Certo dia meu cunhado me convida irmos a Joinville visitar um parente, me empolguei e aceitei o convite. Numa manhã de sábado cedinho fomos nós três felizes da vida, sendo que minha irmã estava grávida de sua primeira filha. A rodovia ainda não era duplicada, o trânsito como sempre cheio de caminhões, automóveis, ônibus exigindo dos motoristas atenção e cuidado. Fora uma final de semana bacana. Conversamos, conhecemos novas pessoas, mas era hora de voltarmos para casa, o dever nos chamava. Pegamos a estrada, rodamos uns vinte quilômetros, numa leve subidinha formou-se uma fila de carretas me obrigando a reduzir a marcha daquele possante VW 1200cc. Percebendo a pista livre iniciei a ultrapassagem. No meio do caminho o motorista da carreta percebera que eu estava vencendo o percurso foi quando o infeliz acelerou me deixando numa situação embaraçosa, pois numa distância razoável surgira um caminhão vindo em minha direção, acelerei, acelerei obrigando o caminhão sair para o acostamento evitando um possível desastre de grande monta.
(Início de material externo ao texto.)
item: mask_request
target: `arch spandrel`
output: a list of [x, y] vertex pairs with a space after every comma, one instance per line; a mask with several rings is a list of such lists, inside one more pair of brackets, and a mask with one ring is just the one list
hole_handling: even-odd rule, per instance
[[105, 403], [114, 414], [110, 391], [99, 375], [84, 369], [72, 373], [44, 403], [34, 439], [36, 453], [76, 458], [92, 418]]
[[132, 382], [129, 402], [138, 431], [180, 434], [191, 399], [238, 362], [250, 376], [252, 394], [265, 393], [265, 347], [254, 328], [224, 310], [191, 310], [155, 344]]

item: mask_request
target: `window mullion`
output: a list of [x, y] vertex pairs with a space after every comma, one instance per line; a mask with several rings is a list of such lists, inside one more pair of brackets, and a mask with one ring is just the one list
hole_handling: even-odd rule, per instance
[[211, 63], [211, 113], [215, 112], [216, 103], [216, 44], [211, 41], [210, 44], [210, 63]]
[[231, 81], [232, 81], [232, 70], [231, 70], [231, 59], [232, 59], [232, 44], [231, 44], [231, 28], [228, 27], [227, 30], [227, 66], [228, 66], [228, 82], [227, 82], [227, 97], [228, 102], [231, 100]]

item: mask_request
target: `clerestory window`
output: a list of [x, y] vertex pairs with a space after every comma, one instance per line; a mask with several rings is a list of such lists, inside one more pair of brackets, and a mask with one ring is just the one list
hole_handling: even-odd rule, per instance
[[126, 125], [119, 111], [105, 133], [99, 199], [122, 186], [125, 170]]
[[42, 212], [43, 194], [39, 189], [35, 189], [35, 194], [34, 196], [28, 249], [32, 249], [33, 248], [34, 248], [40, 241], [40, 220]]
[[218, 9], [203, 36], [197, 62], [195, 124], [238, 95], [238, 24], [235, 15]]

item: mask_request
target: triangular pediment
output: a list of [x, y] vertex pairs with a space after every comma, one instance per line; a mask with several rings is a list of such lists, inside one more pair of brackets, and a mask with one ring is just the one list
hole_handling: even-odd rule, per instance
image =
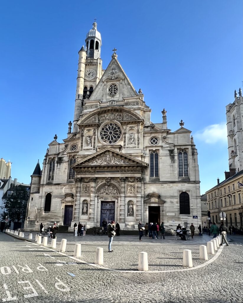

Meu coração acelerou, até hoje percebo minha irresponsabilidade e ingenuidade diante dos fatos. Graças a Deus nosso anjo da guarda estava conosco naquele momento.

Neste fusquinha aprendi a dirigir, cresci, vivi momentos especiais, namorei... o tempo passara, novos projetos surgiram: vou me casar e com esta decisão foi preciso me desfazer do meu possante, pois necessitava adquirir uma casa. Vendi o fusquinha para outro amigo de infância, mas a saudade ficou por muito tempo em meu coração. Não sei se ainda existe o carrinho, porém as lembranças continuam a pipocar os meus neurônios. Afinal o primeiro fusca a gente nunca esquece. Ah! Se meu fusca falasse...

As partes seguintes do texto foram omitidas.